Tuesday, September 11, 2012

Job Search and Personality Defaults

Before starting your job search it's a good idea to review how you usually roll. What is your usual MO when it comes to managing a project that requires planning and doing over time? Do you get on with it quickly or procrastinate? Once underway do you move fast or slow as a snail? Do you experience productive periods where interest and excitement are high, followed by downer periods where almost nothing gets done?

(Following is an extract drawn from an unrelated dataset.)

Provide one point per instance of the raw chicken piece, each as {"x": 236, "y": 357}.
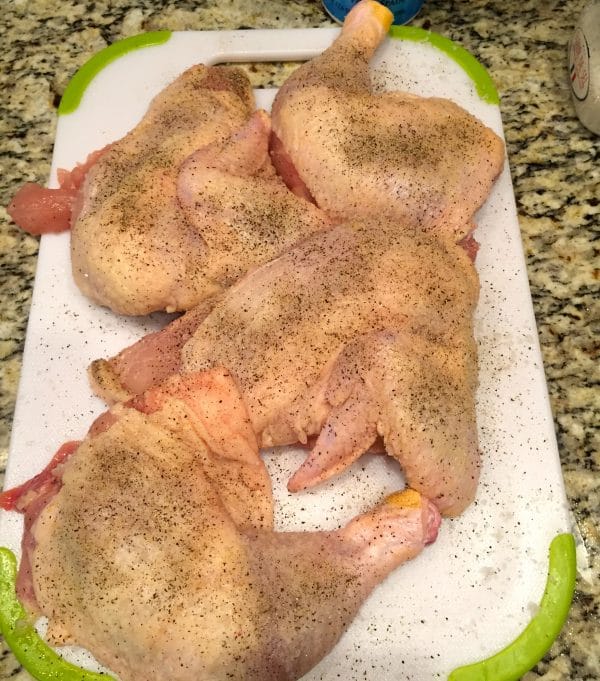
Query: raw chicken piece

It's my experience that personality really comes out during the process of job searching. Job seekers find themselves frequently outside of their comfort zone resulting in distress, even panic. People hit the reset button and  revert to their usual ways of behaving when this happens. After all, personality appears to be a matter of wiring not unlike the factory settings on a new TV set. The default sets for a flat screen are (relatively) easy to change. By comparison, a person's base settings are not.

Personality defaults lead to behavioral patterns and choice preferences. Everyone has these innate presets, however we shouldn't assume they serve us well in all situations. More to the point, will your own factory settings be helpful to you when it comes to achieving your Job Search Objective?

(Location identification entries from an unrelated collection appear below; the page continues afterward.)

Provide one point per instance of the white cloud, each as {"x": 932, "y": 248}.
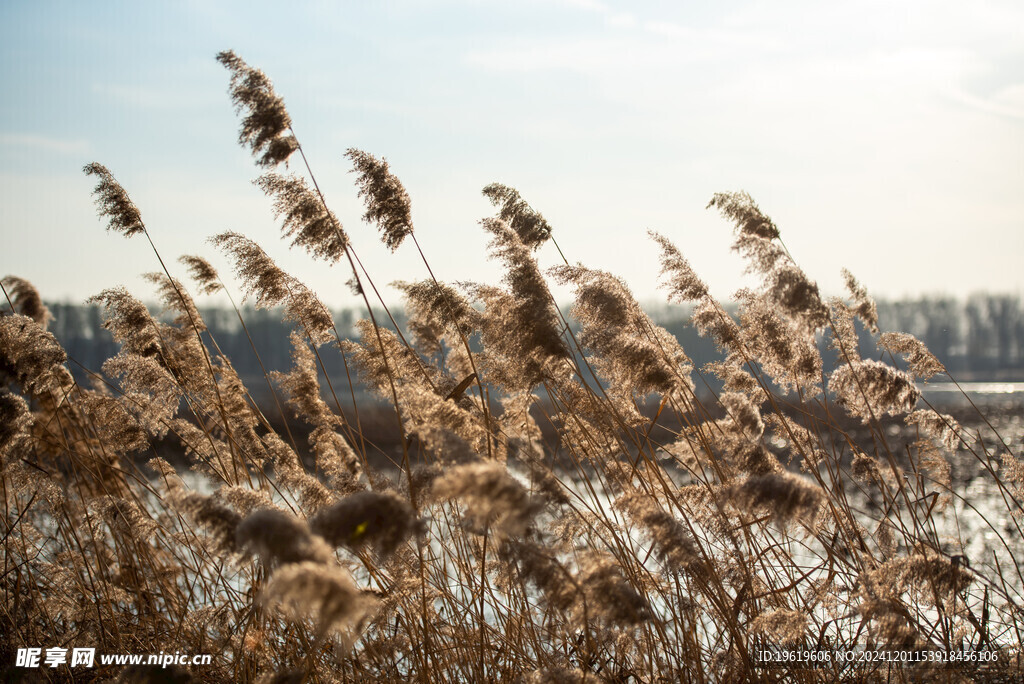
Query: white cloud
{"x": 44, "y": 143}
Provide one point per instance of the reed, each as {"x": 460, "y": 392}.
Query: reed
{"x": 617, "y": 544}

Sadly the answer is no or not really in many cases. People want to achieve but they don't want to tweak the factory settings to make it happen. Rather than making the end goal the driving force, they want to go about things in the same old manner, in effect making the same old way of doing things the end goal.

You cannot think your way to adjusting your default settings, you must do it and this involves overriding the presets. This alone doesn't really change anything, its more like temporary overwriting. Experts in behavior modification know that consistent and sustained doing of new behavior can literally re-write the defaults. The new behavior simply becomes the behavior. This takes time. For now, act it out as if playing a part. Focus on the desired outcome and play the role of the one achieving it.

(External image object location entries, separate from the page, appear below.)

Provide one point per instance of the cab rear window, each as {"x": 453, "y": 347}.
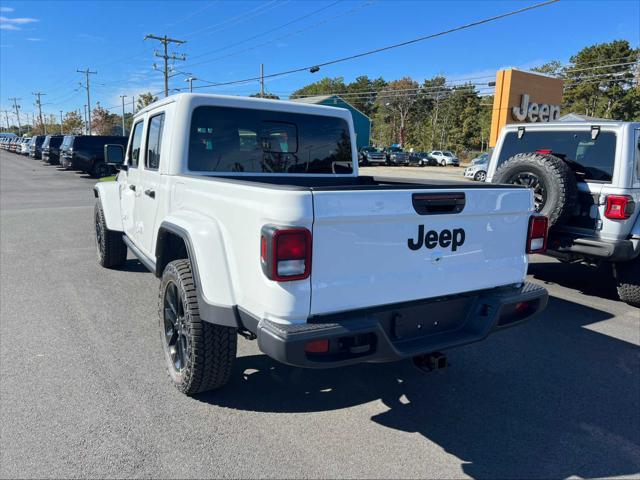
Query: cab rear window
{"x": 241, "y": 140}
{"x": 591, "y": 159}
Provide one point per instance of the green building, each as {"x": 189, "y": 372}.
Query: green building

Below are four considerations to help make it different this time. Place emphasis on doing the following even though it's not your usual way.

Speed, distance and pace
Set your speed to match the distance you wish to cover so that the high energy/highly productive days are flattened and the lower energy/less productive days are enhanced. In other words, pace yourself.   

Maintain momentum
Don't stop, don't go in reverse. Stay mindful of each accomplishment in order to gauge your degree of momentum. Bottom line, keep moving forward no matter what.

Be methodical and steady
Stay tightly focused on your Job Search Objective and pound steadily away on it like a pneumatic hammer. Pace and momentum come into the picture here.  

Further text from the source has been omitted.